Let’s say you’re currently paying less in rent than you would on a home you want to buy. However, you’re spending every penny each month, so you have nothing in savings. This behavior will set off an alarm for lenders — you won’t be able to cover your mortgage payment in your new home if you can barely do so now.
In the next year, then, make saving a priority. It’ll help the home-buying process go smoothly — and the mortgage-finding one, too.
3. Find Assistance Programs
It’s expensive to buy a home — anyone can tell you that.
That’s why there are thousands of down payment assistance programs meant to help people like you. They provide financial boosts to people based on their income, occupation or credit scores. You can find some programs tailored to first-time buyers, too.
Start your search with the Department of Housing and Urban Development website to see what your state has to offer. Or, just start Googling keywords, for example, “down payment + teacher” to see if there’s anything specific to you and your career or lifestyle.
You may not find anything, but it’s still worth a shot to search, especially if you’re planning to buy in a year.
4. Know What You Can Afford
Your pre-purchase research should also include some financial statistics. Namely, you should know how much house you can afford before you start searching. You can figure this out in a multitude of ways.
For instance, if you want to calculate it on your own, try an online mortgage calculator. These handy tools can tell you how much your mortgage will cost depending on the house price, down payment, interest rate, and other factors. Then, you can see if you can handle the monthly payments at that particular price point.
A mortgage lender can help you uncover the same information. Alternatively, they can pinpoint a monthly mortgage payment in the range in which you feel comfortable spending. They can tell you about private mortgage insurance and mortgage rates, and even give you pre-approval for your loan, too.
No matter how you calculate it, knowing your budget is vital in the home-buying process. It keeps you grounded as you peruse homes in — and out — of your price range. So, figure out this number long before the search begins.

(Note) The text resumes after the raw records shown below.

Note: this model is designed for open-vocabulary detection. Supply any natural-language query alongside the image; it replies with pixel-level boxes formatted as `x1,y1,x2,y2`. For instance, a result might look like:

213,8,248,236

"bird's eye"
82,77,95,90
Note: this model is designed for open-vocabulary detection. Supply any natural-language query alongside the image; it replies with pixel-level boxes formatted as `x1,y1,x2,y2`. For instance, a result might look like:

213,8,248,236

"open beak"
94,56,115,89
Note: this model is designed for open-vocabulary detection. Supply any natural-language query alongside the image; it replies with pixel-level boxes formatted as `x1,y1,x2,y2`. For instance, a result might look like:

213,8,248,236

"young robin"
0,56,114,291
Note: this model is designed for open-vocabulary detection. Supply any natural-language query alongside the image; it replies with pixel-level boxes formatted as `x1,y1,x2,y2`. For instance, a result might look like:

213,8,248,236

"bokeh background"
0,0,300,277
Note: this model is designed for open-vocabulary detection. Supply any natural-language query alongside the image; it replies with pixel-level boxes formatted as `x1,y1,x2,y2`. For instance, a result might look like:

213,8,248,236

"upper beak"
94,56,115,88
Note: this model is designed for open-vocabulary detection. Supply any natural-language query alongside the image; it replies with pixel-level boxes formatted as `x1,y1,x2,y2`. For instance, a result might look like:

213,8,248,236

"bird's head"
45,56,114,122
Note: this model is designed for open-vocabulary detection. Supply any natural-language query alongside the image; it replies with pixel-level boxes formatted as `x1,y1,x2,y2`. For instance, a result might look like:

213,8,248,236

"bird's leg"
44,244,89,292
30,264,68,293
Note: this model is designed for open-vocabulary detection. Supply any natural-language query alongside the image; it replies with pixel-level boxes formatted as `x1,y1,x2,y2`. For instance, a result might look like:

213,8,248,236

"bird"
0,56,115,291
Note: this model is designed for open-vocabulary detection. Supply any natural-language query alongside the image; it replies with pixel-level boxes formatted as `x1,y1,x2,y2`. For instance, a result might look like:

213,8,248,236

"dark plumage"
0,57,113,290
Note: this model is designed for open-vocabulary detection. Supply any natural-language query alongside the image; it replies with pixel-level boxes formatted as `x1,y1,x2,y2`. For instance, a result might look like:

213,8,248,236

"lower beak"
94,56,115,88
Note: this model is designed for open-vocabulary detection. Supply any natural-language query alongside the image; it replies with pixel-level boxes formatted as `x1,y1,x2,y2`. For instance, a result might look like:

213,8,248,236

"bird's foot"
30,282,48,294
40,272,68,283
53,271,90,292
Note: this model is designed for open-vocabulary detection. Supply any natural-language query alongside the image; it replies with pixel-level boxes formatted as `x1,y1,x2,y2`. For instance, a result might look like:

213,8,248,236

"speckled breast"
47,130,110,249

5. Get Familiar With the Real Estate Market
Perhaps you already know the area in which you want to buy your home. If you don’t, though, use the year ahead to start narrowing down your dream neighborhoods.
You can make it a weekend activity, searching the nearby areas for neighborhoods that fit the bill. It’s not just about aesthetics — look at factors such as transit options, property taxes, school quality, and more.
Once you’ve narrowed down your search area, start attending open houses. Such an event will give you an idea of what you’ll get for your money. But it can also help you see what’s most important on your must-have list — perhaps location is essential, while a renovated kitchen can wait.
Ultimately, those decisions are up to you. But knowing the market and what to expect will help you when it’s time to embark on homeownership.
6. Find Your Agent
Finally, you’ll need some help in the home-buying process. Your real estate agent will be with you the entire way, and it’s up to them to find homes that fit your wants and budget.
Don’t wait until the last minute to find a realtor who understands you — it can take some searching. Instead, start looking for the right candidate now.
Start by asking friends and family for referrals. Then, do your research into each candidate and narrow down the field to at least three. Set up a meeting with each one to see with whom you gel the most.
It may seem insignificant — a real estate agent’s job is to find you a home, after all. But partnering with someone you like and trust will make the process so much easier for you. And, with a year to plan, you have no excuse but to find the right agent for you.